Hunt says Labour would get rid of Ofsted’s “avalanche of bureaucracy” in favour of peer review system

Tristram Hunt, Shadow Education Secretary, has said that Labour would replace Osted’s“avalanche of bureaucracy” with a peer review system.


Hunt made this announcement at the Association of Teachers and Lecturers annual conference where he praised Ofsted but also recognised the limitations of an education system reliant on the kind of inspection system that currently exists:

“There can be no doubt in my mind that Ofsted has been an extraordinarily progressive force for improving this country’s educational outcomes and spreading equal opportunity to areas of historic disadvantage.

“But I also believe we may have reached the tipping point, the moment when our inspection system begins to choke something far more precious. When the joy, wonder and beauty of schooling risks being buried in the avalanche of bureaucracy that emerges out of the increasingly byzantine demands of inspection.

“Or at least the frazzled, insecure interpretation of those demands by some head teacher.”

To move away from this, Hunt said he wanted a school inspectorate free from “the merest suspicion of politicisation and political interference” and one would not make any prescriptions on pedagogy. He also said that he wanted a body that:

“above all…carries the full confidence of the profession, parents and business. Ofsted needs to move towards a supportive, light-touch, profession-led, centrally moderated, peer review system of inspection.
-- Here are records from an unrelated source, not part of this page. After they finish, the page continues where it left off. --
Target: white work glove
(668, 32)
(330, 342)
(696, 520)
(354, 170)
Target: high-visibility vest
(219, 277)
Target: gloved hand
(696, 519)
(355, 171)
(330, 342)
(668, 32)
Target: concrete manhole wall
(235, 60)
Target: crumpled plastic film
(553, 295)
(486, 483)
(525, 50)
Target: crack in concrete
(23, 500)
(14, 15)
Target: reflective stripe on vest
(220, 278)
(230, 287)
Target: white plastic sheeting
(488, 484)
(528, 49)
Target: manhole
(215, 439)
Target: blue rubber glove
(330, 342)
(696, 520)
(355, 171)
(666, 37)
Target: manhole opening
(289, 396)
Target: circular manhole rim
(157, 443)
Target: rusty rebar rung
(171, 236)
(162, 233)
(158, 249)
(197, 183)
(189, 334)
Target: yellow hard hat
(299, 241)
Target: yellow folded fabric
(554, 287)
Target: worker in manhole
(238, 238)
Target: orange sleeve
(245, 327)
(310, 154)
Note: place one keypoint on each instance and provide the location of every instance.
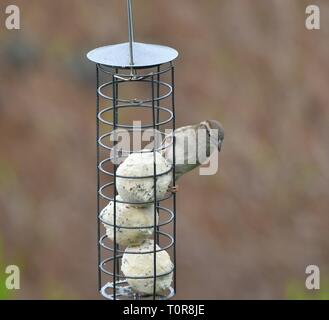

“And an incoming Labour government will support this pathway to reform. A journey towards an inspection system that upholds standards and allows the space and flexibility for innovation.

“Let nobody tell you this is a soft touch. Let nobody tell you this is threat to standards. Rather this is the embodiment of trust, collaboration and a 21st-century approach to rigour and underperformance.”

Hunt also said that under Labour government departments would be encouraged to work together more frequently, particularly on policy areas where they have common ground:

“Within the first 100 days you will have a Labour education bill about vocational education, apprenticeships and training.”

“It will be a joint Department for Education (DfE)/Department for Business Bill because once again we’re moving away from this isolated vision of the DfE.

“The DfE is going to work once again with departments like the Department of Health to work on parenting and early years, and it’s going to work with the Department for Business on vocational education, on apprenticeships, on training. So within the first 100 days we will have that.”